# Inverse of a self adjoint linear transformation

• Jan 8th 2010, 12:48 PM
laura9010
Inverse of a self adjoint linear transformation
How would I go about showing that the inverse of a self-adjoint linear transformation on a finite dimensional real vector space is also self-adjoint?
• Jan 8th 2010, 01:33 PM
hatsoff
Quote:

Originally Posted by laura9010
How would I go about showing that the inverse of a self-adjoint linear transformation on a finite dimensional real vector space is also self-adjoint?

By definition, $A^*:H\to H$ is the adjoint of $A:H\to H$ if $\langle Ax , y \rangle = \langle x , A^* y \rangle \forall x,y\in H$.

Now, $(A^{-1})^*:H\to H$ is the transformation for which $\langle A^{-1}x , y \rangle = \langle x , (A^{-1})^* y \rangle \forall x,y\in H$, which means

$\langle AA^{-1}x , y \rangle = \langle x , A^*(A^{-1})^* y \rangle \forall x,y\in H$, and therefore

$\langle x , y \rangle = \langle x , A(A^{-1})^* y \rangle \forall x,y\in H$.

The trick is to use this result to prove that $A(A^{-1})^*=I_{|H|}$. It follows that $A^{-1}=(A^{-1})^*$, which is to say that the inverse of $A$ is self-adjoint.
• Jan 8th 2010, 01:39 PM
laura9010
Quote:

Originally Posted by hatsoff
By definition, $A^*:H\to H$ is the adjoint of $A:H\to H$ if $\langle Ax , y \rangle = \langle x , A^* y \rangle \forall x,y\in H$.
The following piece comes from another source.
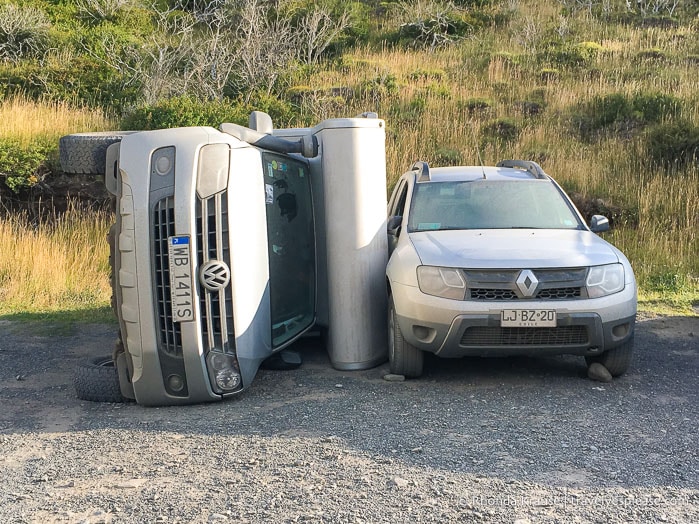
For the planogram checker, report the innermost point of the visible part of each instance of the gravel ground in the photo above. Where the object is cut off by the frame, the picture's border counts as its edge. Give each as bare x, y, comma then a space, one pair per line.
475, 440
Now, $(A^{-1})^*:H\to H$ is the transformation for which $\langle A^{-1}x , y \rangle = \langle x , (A^{-1})^* y \rangle \forall x,y\in H$, which means

$\langle AA^{-1}x , y \rangle = \langle x , A^*(A^{-1})^* y \rangle \forall x,y\in H$, and therefore

$\langle x , y \rangle = \langle x , A(A^{-1})^* y \rangle \forall x,y\in H$.

The trick is to use this result to prove that $A(A^{-1})^*=I_{|H|}$. It follows that $A^{-1}=(A^{-1})^*$, which is to say that the inverse of $A$ is self-adjoint.

Possible alternative:

If M is a hermitian matrix of A, then

$B = {B^t} \Rightarrow {B^t}{B^{ - 1}} = I \Rightarrow {B^{ - 1}} = {\left( {{B^t}} \right)^{ - 1}} \Rightarrow {B^{ - 1}} = {\left( {{B^{ - 1}}} \right)^t}$, and so the inverse of B is hermitian, and so the inverse of the linear transformation is self-adjoint.

Is that correct?
• Jan 8th 2010, 02:57 PM
hatsoff
Quote:

Originally Posted by laura9010
Possible alternative:

If M is a hermitian matrix of A, then

$B = {B^t} \Rightarrow {B^t}{B^{ - 1}} = I \Rightarrow {B^{ - 1}} = {\left( {{B^t}} \right)^{ - 1}} \Rightarrow {B^{ - 1}} = {\left( {{B^{ - 1}}} \right)^t}$, and so the inverse of B is hermitian, and so the inverse of the linear transformation is self-adjoint.

Is that correct?

I don't see how ${B^{ - 1}} = {\left( {{B^t}} \right)^{ - 1}}$ implies ${B^{ - 1}} = {\left( {{B^{ - 1}}} \right)^t}$, but then again I'm very rusty with this sort of thing.

The missing step from my proof is as follows:

$\langle x , y \rangle = \langle x , A(A^{-1})^* y \rangle \forall x,y\in H$

$\implies$ $\langle I_{|H|}x , y \rangle = \langle x , A(A^{-1})^* y \rangle \forall x,y\in H$

$\implies$ $A(A^{-1})^*=I_{|H|}^*=I_{|H|}$.